With DiGAs now being part of standard care for people with statutory health insurance in Germany and with PISPs now relevant in terms of approval and reimbursement decisions, Germany is breaking ground. These innovations, the accompanying discussions, and thus, the results of the present study are of international interest for different target groups:

  1. (I)

    International digital health application manufacturers and vendors who plan to have their application approved as a DiGA in Germany, an important market in the field of mobile health applications [2].

  2. (II)

    Representatives of governments, and healthcare systems worldwide concerning the significance of PISP in evaluation studies of digital health applications and the associated DiGA approval and reimbursement process [2].

  3. (III)

    Patients, who gain low-threshold access to quality-assured and evidence-based digital health applications and whose perspective and potential benefits have become significantly more important through innovative German legislation. This greater consideration of patient benefits when implementing and evaluating care interventions follows the principles of value-based healthcare [7].

4.4 Limitations

Currently, no legally binding document elaborates on the single PISP outcome categories, the corresponding outcome domains, outcomes, or outcome measurement instruments. This lack of explanation made it difficult for us to assign the single outcomes to the respective PISP outcome categories.
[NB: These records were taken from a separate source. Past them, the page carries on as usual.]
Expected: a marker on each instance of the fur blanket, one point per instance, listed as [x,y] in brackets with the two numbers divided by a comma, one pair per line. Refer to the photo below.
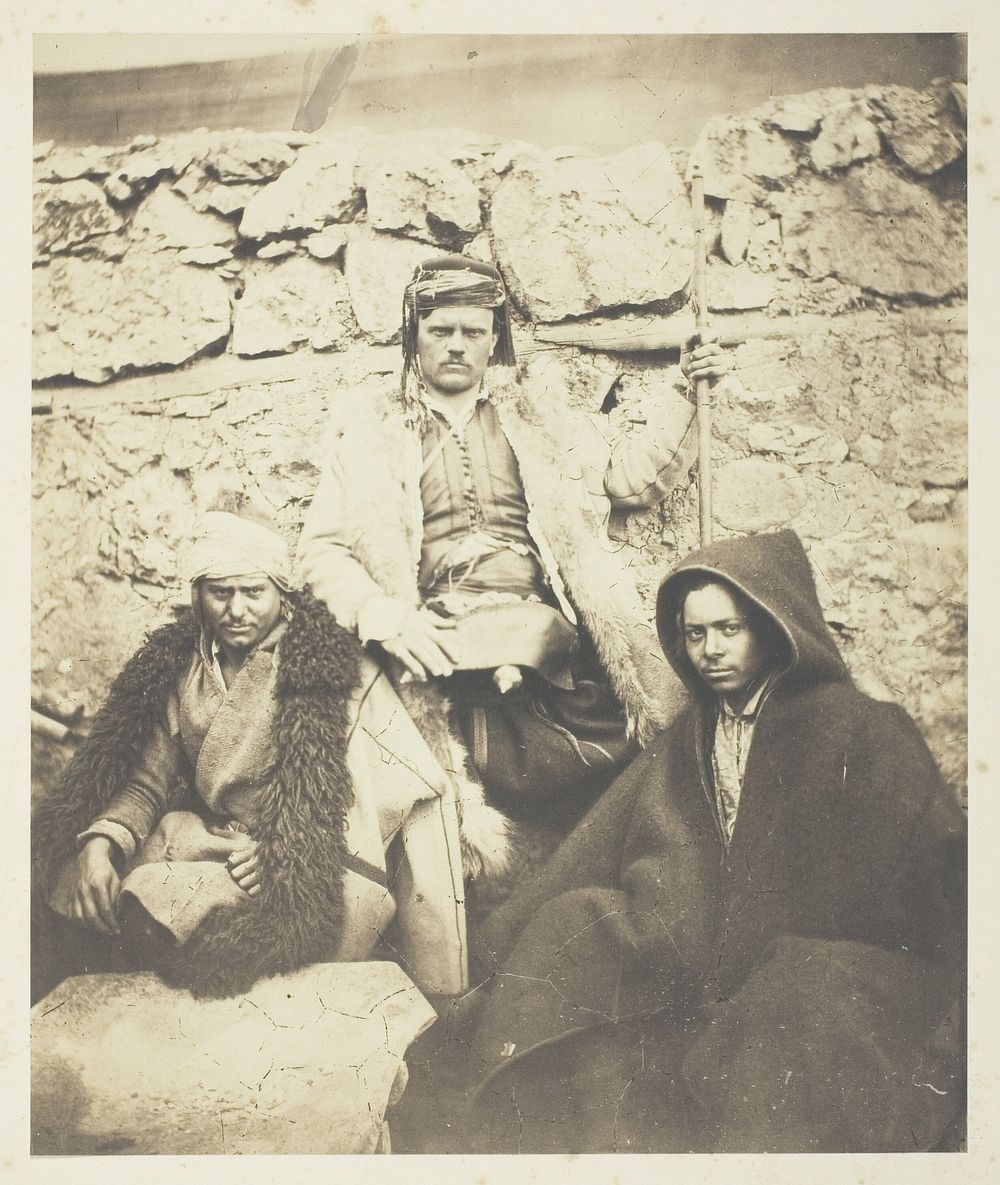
[296,917]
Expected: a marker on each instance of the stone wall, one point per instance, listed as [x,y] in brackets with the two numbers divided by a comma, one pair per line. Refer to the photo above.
[199,301]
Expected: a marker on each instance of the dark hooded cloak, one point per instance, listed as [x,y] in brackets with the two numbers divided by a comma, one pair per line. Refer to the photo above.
[796,975]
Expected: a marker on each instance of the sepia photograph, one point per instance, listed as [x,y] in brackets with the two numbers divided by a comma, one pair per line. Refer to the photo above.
[499,594]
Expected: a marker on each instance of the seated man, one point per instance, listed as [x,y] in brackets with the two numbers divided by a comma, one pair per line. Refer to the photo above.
[250,799]
[754,941]
[456,530]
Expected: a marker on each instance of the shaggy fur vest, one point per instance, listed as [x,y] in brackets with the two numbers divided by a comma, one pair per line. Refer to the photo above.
[296,917]
[378,454]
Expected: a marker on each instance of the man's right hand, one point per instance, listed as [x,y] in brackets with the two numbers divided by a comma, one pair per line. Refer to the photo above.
[423,646]
[95,896]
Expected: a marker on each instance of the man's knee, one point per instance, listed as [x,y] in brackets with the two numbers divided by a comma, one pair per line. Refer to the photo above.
[824,1049]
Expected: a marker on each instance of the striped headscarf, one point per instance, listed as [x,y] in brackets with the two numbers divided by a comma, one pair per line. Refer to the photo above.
[449,281]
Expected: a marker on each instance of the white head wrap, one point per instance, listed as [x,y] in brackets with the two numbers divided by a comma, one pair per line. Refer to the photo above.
[230,545]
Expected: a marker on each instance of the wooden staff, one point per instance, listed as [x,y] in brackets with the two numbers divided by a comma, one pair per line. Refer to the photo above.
[703,392]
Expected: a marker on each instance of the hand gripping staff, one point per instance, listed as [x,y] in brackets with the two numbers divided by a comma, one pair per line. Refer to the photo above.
[703,392]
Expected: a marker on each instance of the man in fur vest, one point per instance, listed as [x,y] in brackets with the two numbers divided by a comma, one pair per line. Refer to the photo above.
[456,530]
[755,941]
[250,799]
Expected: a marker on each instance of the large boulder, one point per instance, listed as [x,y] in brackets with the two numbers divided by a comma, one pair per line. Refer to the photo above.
[288,305]
[875,229]
[93,319]
[166,219]
[378,268]
[301,1063]
[316,190]
[921,127]
[578,235]
[422,196]
[847,134]
[742,159]
[70,215]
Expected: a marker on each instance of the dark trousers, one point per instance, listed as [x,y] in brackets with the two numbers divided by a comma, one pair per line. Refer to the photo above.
[542,748]
[827,1046]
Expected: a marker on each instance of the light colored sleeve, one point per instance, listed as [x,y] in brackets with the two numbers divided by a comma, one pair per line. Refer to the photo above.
[327,565]
[652,458]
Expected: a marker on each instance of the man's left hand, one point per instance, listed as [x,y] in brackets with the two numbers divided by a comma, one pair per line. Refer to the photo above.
[704,359]
[244,868]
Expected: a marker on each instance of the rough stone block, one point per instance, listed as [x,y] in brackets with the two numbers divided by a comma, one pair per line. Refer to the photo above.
[847,134]
[288,305]
[789,113]
[920,128]
[327,243]
[302,1063]
[750,494]
[741,159]
[578,235]
[423,196]
[94,319]
[877,230]
[250,157]
[378,268]
[70,213]
[165,219]
[316,190]
[737,288]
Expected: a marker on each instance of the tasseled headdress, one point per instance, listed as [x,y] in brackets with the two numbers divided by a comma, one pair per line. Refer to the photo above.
[448,281]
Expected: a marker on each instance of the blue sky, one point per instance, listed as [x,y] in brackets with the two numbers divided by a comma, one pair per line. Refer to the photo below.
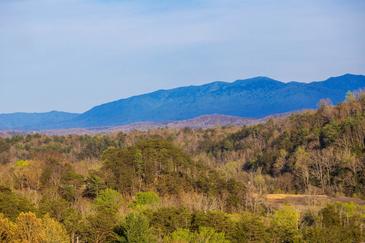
[73,54]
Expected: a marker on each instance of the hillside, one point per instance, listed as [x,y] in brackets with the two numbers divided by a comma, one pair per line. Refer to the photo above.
[298,178]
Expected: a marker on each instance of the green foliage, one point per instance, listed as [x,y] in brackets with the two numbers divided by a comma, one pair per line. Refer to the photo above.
[203,235]
[108,200]
[146,199]
[61,210]
[135,229]
[250,228]
[285,225]
[22,163]
[12,204]
[167,220]
[94,184]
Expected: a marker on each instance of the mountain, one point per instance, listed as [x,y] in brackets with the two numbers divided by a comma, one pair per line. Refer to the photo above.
[254,98]
[34,121]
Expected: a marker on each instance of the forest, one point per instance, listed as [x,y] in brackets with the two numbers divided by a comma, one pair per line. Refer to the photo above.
[191,185]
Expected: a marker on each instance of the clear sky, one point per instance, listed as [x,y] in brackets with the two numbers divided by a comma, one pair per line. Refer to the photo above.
[73,54]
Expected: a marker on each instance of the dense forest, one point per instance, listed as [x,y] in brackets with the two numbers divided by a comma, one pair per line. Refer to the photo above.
[190,185]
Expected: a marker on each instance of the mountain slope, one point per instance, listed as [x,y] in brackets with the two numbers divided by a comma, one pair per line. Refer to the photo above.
[256,98]
[33,121]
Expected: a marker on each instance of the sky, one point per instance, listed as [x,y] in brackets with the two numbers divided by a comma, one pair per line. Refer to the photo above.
[71,55]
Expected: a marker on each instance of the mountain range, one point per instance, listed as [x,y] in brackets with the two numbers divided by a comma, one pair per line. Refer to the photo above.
[250,98]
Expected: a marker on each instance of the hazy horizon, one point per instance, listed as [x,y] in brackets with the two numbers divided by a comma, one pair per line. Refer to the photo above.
[72,55]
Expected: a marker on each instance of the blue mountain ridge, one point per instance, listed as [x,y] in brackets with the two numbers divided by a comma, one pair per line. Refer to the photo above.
[254,98]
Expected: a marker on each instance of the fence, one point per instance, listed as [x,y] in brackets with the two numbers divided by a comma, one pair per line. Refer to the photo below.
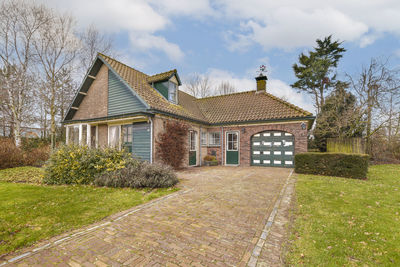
[346,145]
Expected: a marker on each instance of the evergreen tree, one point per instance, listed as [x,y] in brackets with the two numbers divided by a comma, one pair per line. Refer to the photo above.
[340,117]
[315,71]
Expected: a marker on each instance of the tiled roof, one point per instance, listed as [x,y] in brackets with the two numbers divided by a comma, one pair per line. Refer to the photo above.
[237,107]
[248,106]
[138,81]
[161,76]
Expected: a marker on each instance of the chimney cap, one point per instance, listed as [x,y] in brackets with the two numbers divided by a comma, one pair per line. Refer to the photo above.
[261,77]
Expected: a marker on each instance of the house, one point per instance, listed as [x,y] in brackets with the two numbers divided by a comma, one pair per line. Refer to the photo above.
[119,106]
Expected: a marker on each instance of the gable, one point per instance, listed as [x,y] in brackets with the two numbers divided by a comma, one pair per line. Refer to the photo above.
[93,101]
[162,88]
[121,100]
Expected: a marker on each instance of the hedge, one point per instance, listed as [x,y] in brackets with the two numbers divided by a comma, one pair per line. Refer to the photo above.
[332,164]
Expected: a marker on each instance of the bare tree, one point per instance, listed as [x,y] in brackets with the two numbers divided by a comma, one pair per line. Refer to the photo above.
[19,24]
[91,43]
[225,88]
[373,86]
[56,48]
[199,86]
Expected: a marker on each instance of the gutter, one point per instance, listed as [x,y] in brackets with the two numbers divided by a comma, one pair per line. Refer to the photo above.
[229,122]
[109,117]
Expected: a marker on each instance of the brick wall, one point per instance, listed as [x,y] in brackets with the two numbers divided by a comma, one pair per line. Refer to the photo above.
[158,127]
[294,128]
[94,104]
[300,137]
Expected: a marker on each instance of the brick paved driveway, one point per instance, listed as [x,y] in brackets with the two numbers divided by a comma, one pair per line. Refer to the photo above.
[215,223]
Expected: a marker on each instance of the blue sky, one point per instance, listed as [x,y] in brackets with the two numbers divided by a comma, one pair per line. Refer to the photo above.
[230,39]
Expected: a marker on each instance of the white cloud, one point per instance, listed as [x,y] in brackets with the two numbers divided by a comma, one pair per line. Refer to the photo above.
[274,86]
[290,24]
[146,42]
[140,19]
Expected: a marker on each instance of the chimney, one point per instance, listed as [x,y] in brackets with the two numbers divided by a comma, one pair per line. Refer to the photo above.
[261,83]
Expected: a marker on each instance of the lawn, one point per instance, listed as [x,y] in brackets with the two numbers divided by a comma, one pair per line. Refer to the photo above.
[347,222]
[30,212]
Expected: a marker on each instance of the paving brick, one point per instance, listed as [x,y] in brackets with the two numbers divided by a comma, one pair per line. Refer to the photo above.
[217,223]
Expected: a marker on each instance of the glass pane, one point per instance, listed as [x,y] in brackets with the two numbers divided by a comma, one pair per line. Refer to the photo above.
[93,136]
[84,134]
[75,135]
[192,141]
[114,136]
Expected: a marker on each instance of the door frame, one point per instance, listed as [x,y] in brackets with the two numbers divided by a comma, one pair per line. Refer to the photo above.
[226,147]
[195,145]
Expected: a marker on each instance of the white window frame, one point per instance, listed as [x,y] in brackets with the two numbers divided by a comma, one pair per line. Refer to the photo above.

However, to sharpen our understanding, we used the explanations from the DiGA Guide (Table 2) [5] and insights from a text book published by an expert committee of the Federal Ministry of Health for digital health interventions [67]. Furthermore, the interventions and study settings described in the articles were considered for the assignment of outcomes to the respective PISP outcome categories, and the entire data extraction was done by two reviewers independently. Nonetheless, the difficulties we faced illustrate again the need for further clarification of which outcomes and outcome measurement instruments can be assigned to the 9 PISP outcome domains.

As this was the follow-up analysis of an existing review not directed at measuring the effectiveness of an intervention, no a priori registration of the review was filed. However, the previous review used validated search strategies as well as a piloted data extraction strategy.

Given the fact that we did not aim to measure intervention effectiveness, we refrained from any quality assessment. Therefore, no statement can be made on potential risks of bias within the included studies.

Since we were unable to obtain any additional references from the extensive aditional searches, we are confident that the initial data set and thus the conduct of a subreview was an appropriate method to address our research questions.

5 Conclusions

Our review provides an overview of the characteristics of PISP use in the context of previous prospective controlled evaluation studies of DiGA-compliant digital health applications, published internationally before the DiGAV in April 2020. Our findings also show which outcomes and outcome measurement instruments can be used in evaluation studies of digital health applications to measure PISP outcome domains. Concurrently, we have highlighted PISP outcome domains where knowledge is still lacking about outcomes and validated outcome measurement instruments that can be used. Given the few studies included, the results are a starting point for operationalizing and standardizing PISPs and, therefore, increase the outcome measurement quality of PISPs.

The possibility of demonstrating positive healthcare effects by proof of PISP, and their relevance for cost reimbursement decisions by statutory health insurance funds, both underline the active role and personal responsibility of patients in dealing with their health. This should become even more important in terms of patient-centered care. Prescription and care practice will show to what degree DiGAs and outcomes from the PISP core area are presumed relevant by healthcare providers and patients alike. The outlined need for a clear assignment of outcomes to individual PISP outcome categories is also crucial to enable informed decision-making by physicians and patients for or against a DiGA.